Damiano is enthusiastic about the future prospects for this technology. For patients, it may mean a faster recovery, less pain--and three small scabs on the chest rather than a long incision. For surgeons, sitting at a console means less physical exhaustion, while eliminating high-frequency motion may mean a longer active surgical career. And a surgical expert in a different medical center --even another country-- could easily assist in a procedure through satellite or fiberoptic links. The School of Medicine plans to become a major player in this kind of "tele-mentoring," Damiano says.

Right now, computer-assisted technology is still evolving, as companies work to incorporate three- dimensional visualization and even the sense of touch, so important to many surgeons. Doctors must learn to access vessels other than the LAD and even explore applications in heart valve surgery. The price of this equipment must also come down to make this technology affordable and cost-effective.

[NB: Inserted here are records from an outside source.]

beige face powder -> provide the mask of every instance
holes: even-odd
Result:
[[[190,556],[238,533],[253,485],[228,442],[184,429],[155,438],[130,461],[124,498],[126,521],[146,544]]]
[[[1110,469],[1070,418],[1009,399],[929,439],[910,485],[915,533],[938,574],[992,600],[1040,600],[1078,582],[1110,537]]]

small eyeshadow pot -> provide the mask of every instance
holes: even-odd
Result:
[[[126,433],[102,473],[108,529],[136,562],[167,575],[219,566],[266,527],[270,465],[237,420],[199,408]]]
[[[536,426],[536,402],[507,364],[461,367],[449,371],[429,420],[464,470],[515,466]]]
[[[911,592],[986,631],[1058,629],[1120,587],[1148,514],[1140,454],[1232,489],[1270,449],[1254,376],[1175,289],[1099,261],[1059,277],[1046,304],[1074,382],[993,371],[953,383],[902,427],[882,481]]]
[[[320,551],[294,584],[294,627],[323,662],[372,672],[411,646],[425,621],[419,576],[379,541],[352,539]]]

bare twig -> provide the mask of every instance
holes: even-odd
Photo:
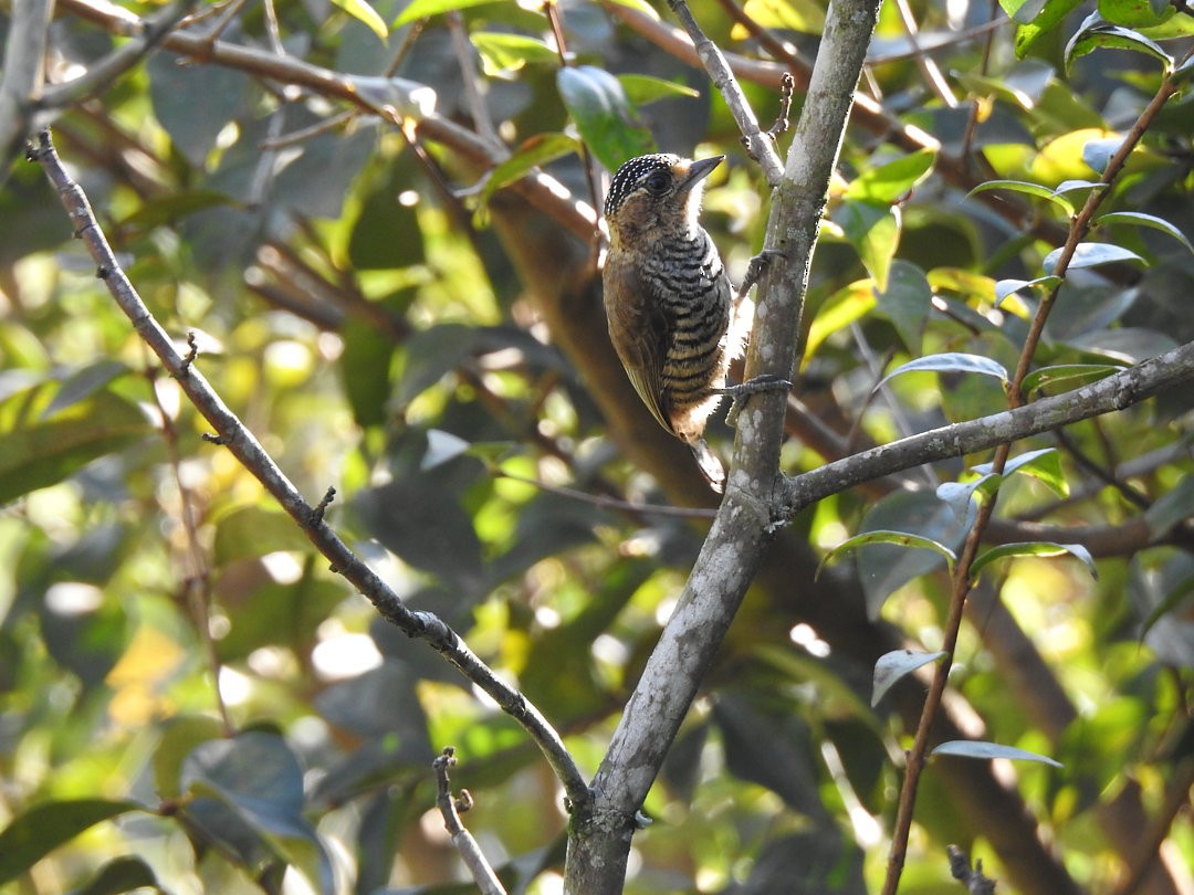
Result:
[[[481,853],[481,846],[460,822],[460,815],[473,807],[473,796],[467,789],[462,789],[460,796],[453,798],[448,769],[455,764],[456,749],[453,746],[445,746],[444,751],[431,763],[436,771],[436,804],[439,807],[439,814],[443,815],[444,827],[451,835],[451,844],[460,852],[460,857],[468,868],[468,872],[472,874],[473,882],[481,890],[481,895],[506,895],[501,881],[498,879],[498,875],[493,872],[490,862]]]
[[[746,152],[763,168],[767,183],[773,187],[778,186],[783,177],[783,166],[775,152],[775,138],[759,129],[758,119],[755,117],[750,103],[746,101],[746,94],[738,86],[725,55],[713,41],[704,36],[685,0],[667,0],[667,5],[671,6],[676,18],[684,26],[684,31],[688,32],[696,48],[697,57],[704,66],[704,70],[709,73],[709,80],[720,91],[726,105],[730,106],[730,112],[734,116],[734,121],[738,122]]]
[[[331,561],[331,566],[347,579],[381,613],[381,616],[411,637],[425,641],[437,650],[473,684],[488,693],[501,709],[513,717],[530,734],[546,757],[552,770],[564,785],[573,806],[585,807],[591,794],[560,735],[552,728],[538,709],[531,705],[517,690],[503,681],[485,665],[460,636],[441,618],[430,612],[407,609],[398,594],[369,568],[327,525],[315,520],[315,507],[308,504],[294,483],[266,453],[252,432],[228,408],[220,395],[208,384],[193,363],[179,354],[165,329],[149,313],[124,271],[116,260],[112,248],[100,230],[82,187],[62,167],[49,131],[43,131],[38,146],[30,147],[30,159],[39,162],[75,227],[75,234],[84,240],[92,259],[98,265],[109,291],[121,310],[129,317],[142,341],[162,362],[166,370],[178,381],[179,387],[196,409],[215,428],[215,436],[204,436],[214,444],[228,448],[278,501],[282,508],[302,529],[315,548]],[[184,369],[185,365],[185,369]]]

But endoscopic procedures still have the potential to transform cardiac surgery, just as they have already revolutionized gallbladder removal, some urological procedures and many orthopaedic excisions, through arthroscopic techniques. According to "Moore's Law," says Damiano, "computer processing power doubles every 18 months." If a computer is interposed between a patient and surgeon, he adds, the surgeon's technical ability also may increase exponentially as well.

"I call this a 'surgical hyper-evolution,'" he says. "We'll do an operation, then suddenly our technical ability will dramatically improve and that operation will become obsolete as we discover better, less invasive ways to do the same procedure. As a surgeon, I find that tremendously exciting because we will no longer be shackled by our physical limitations. Soon our surgical horizons may only be limited by our imaginations."